Starting with Ruby and GDELT

GDELT, or Global Data on Events, Location and Tone, is a big, free database, updated daily, that claims to monitor "the world's broadcast, print, and web news from nearly every corner of every country in over 100 languages" and identify "the people, locations, organizations, counts, themes, sources, and events driving our global society every second of every day." It's gotten some media attention in the last few years, as well as criticism. Many objections point out that GDELT presents itself, and is often used, as a comprehensive database of events, rather than media coverage of those events.

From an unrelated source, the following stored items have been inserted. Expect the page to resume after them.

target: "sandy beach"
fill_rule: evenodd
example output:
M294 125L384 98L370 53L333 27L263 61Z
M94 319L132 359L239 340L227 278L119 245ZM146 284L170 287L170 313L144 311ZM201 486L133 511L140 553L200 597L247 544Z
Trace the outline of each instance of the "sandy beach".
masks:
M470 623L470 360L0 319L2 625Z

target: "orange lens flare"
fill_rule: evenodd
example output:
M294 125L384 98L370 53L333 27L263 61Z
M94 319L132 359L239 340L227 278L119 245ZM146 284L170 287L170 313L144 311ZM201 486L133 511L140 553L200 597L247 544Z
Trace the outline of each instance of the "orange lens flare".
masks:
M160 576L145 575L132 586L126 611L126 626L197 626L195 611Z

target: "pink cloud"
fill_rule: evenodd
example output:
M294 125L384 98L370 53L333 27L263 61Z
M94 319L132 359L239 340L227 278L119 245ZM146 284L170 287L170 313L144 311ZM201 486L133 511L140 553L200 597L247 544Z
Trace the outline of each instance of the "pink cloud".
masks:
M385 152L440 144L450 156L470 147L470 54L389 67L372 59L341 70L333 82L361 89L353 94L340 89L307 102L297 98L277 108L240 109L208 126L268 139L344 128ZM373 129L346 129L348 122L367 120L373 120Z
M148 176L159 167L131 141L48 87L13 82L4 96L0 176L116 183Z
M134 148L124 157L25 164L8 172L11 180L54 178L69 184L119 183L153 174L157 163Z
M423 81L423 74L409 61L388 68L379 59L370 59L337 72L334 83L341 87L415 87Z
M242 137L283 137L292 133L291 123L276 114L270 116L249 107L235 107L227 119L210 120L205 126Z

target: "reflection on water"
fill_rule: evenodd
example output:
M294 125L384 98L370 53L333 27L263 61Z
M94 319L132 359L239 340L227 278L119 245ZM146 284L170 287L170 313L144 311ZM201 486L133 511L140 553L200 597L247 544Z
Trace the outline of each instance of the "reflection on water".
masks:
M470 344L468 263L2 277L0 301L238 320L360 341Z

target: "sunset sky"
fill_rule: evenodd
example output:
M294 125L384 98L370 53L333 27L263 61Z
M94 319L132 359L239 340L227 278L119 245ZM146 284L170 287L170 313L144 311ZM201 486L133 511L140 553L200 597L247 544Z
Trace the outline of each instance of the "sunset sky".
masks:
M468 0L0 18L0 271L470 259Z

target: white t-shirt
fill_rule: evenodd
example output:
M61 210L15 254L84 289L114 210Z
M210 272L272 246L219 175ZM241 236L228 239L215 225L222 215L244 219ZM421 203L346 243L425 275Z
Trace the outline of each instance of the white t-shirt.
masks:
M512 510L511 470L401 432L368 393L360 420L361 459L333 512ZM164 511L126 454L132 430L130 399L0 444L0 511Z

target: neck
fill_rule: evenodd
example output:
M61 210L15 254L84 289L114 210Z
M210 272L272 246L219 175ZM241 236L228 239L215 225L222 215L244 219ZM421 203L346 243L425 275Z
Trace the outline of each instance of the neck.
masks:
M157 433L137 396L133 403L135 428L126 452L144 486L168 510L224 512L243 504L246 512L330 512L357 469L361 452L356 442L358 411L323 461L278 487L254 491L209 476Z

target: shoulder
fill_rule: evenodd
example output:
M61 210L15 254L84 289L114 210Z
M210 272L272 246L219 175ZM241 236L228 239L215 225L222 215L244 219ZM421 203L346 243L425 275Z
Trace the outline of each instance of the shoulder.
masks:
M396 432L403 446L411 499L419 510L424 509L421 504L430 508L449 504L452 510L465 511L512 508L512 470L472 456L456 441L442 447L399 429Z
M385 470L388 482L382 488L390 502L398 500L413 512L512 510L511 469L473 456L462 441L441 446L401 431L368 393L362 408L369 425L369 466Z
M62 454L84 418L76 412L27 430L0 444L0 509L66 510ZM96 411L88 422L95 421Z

GDELT servers intake hundreds of thousands of news reports and use natural language processing to identify discrete "events." If GDELT's algorithms determine that another article references the same event, it's added to the same entry in the database; each entry records how many times the event has been mentioned in world media. A particularly newsworthy event might have dozens of media mentions, but would still occupy just a single entry in the GDELT database. Likewise, a single news story is likely to yield multiple events.

No doubt, GDELT's algorithms are sophisticated, but tapping this database means you're trusting a computer to distinguish between one event and the next, code it as a "protest," "meeting," "missile strike," etc., and geocode it meaningfully. Plus, as lots of people pointed out with reference to 538's notorious kidnapping analysis, it's pretty naïve to assume that news coverage accurately mirrors events on the ground.

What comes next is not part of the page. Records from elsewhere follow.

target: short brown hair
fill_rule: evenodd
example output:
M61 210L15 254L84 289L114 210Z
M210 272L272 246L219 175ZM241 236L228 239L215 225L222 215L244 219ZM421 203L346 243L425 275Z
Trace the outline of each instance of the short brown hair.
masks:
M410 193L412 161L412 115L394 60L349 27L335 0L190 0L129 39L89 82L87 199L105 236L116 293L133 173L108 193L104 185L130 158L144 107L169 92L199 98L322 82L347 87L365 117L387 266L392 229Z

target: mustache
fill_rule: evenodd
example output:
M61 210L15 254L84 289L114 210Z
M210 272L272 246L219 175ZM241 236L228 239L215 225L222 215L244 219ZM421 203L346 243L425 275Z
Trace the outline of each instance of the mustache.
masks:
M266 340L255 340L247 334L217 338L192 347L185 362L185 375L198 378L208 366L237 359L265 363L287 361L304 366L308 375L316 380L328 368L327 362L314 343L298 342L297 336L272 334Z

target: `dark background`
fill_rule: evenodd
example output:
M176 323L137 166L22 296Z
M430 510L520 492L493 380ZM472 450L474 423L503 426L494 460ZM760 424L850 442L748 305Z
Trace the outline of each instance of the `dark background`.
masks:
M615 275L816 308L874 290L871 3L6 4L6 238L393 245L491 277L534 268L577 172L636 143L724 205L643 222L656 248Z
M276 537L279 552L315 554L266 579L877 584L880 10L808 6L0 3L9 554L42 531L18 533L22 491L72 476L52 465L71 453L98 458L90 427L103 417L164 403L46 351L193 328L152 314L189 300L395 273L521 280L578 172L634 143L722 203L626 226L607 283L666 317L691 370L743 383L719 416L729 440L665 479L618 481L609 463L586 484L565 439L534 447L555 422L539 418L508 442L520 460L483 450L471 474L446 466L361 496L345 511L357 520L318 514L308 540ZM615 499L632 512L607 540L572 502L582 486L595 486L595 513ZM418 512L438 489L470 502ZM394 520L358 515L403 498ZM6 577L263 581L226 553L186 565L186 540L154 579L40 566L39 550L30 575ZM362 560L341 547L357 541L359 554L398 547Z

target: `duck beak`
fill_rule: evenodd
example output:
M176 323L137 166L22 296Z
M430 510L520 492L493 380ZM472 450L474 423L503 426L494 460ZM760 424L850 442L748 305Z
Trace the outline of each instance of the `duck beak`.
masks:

All those caveats notwithstanding, GDELT does seem like a good source for tracking how events are covered in global media, rather than events themselves. Given its scale, GDELT could do well for media analysis. Everything below is an initial attempt at using GDELT data for this purpose -- plus a chance to practice some Ruby.

I downloaded data for July 29, 2014 from the GDELT site, a TSV file with nearly 150,000 entries. I added column headers at the top so I'd be able to query different rows by name rather than position. Then I used Ruby's CSV class to import the file. (GDELT files have a .csv extension, despite being TSV files.)

require "csv"
parsed_file = CSV.read("20140729.export.CSV", { col_sep: "\t", headers:true, header_converters: :symbol })

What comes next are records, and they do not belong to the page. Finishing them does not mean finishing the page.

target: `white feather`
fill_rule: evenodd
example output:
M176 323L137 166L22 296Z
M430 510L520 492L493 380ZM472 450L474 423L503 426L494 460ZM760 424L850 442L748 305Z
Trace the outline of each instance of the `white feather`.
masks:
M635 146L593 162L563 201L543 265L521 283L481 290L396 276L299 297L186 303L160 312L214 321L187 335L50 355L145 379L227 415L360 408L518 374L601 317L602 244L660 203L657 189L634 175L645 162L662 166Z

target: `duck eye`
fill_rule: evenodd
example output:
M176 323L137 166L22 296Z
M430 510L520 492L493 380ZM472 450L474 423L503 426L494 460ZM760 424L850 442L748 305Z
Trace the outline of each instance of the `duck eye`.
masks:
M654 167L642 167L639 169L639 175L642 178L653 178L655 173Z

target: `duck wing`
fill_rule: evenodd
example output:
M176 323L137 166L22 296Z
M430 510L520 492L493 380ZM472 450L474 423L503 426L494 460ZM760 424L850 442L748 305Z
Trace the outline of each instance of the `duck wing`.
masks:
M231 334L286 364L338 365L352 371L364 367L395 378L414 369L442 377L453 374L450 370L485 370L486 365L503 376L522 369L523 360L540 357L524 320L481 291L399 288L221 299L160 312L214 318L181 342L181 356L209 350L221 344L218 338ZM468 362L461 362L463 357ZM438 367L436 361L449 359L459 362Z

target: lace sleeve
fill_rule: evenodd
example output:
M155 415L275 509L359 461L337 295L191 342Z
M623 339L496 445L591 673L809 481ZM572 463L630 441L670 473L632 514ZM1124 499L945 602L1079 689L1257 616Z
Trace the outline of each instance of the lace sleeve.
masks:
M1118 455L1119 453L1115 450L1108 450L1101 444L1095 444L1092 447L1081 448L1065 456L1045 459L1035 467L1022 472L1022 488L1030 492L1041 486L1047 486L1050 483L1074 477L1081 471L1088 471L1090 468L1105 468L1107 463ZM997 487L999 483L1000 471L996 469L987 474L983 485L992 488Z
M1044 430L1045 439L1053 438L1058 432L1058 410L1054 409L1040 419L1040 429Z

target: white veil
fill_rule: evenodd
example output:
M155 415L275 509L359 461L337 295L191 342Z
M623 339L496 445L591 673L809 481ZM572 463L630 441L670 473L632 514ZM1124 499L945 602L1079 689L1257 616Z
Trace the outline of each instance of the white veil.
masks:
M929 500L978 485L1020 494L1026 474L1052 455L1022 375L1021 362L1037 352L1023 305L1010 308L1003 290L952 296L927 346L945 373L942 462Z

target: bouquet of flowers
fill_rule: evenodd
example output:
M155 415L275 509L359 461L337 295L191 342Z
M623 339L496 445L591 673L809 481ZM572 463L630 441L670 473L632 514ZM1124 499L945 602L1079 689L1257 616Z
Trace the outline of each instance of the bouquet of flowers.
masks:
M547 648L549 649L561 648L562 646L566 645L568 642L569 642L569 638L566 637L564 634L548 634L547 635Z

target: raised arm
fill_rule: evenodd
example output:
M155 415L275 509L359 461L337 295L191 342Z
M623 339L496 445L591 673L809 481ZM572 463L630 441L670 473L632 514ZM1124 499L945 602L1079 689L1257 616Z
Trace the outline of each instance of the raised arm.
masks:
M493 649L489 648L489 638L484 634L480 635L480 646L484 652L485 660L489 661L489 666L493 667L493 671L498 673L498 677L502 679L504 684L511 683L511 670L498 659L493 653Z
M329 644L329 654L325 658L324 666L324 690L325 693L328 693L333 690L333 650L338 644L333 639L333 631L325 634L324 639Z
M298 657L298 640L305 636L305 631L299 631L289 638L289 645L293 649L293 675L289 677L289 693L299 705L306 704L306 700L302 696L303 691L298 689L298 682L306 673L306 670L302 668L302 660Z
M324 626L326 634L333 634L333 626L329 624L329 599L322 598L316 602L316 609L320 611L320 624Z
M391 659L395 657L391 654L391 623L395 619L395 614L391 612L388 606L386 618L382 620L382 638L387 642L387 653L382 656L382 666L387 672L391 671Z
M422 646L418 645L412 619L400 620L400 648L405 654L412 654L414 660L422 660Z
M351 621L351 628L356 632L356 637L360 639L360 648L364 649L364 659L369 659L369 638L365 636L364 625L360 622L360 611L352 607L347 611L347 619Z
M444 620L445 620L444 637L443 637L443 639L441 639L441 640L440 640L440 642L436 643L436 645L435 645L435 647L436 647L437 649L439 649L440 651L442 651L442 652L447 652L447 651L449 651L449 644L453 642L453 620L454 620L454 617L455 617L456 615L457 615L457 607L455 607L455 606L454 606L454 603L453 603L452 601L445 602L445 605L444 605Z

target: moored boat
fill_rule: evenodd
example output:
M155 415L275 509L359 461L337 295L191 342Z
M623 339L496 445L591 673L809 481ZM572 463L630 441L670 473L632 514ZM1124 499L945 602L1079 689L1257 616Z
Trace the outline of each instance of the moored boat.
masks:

GDELT codes events according to the CAMEO (Conflict and Mediation Event Observations) system, allowing users to, say, pull out all the protests that occurred within a particular date range. (GDELT events are also geocoded, allowing researchers to produce maps like this.) As an experiment, I designated all the codes between 15 ("exhibit force posture") and 20 ("use unconventional mass violence") as "violent" events, and tallied the number of mentions GDELT recorded for each event taking place in relation to Israel.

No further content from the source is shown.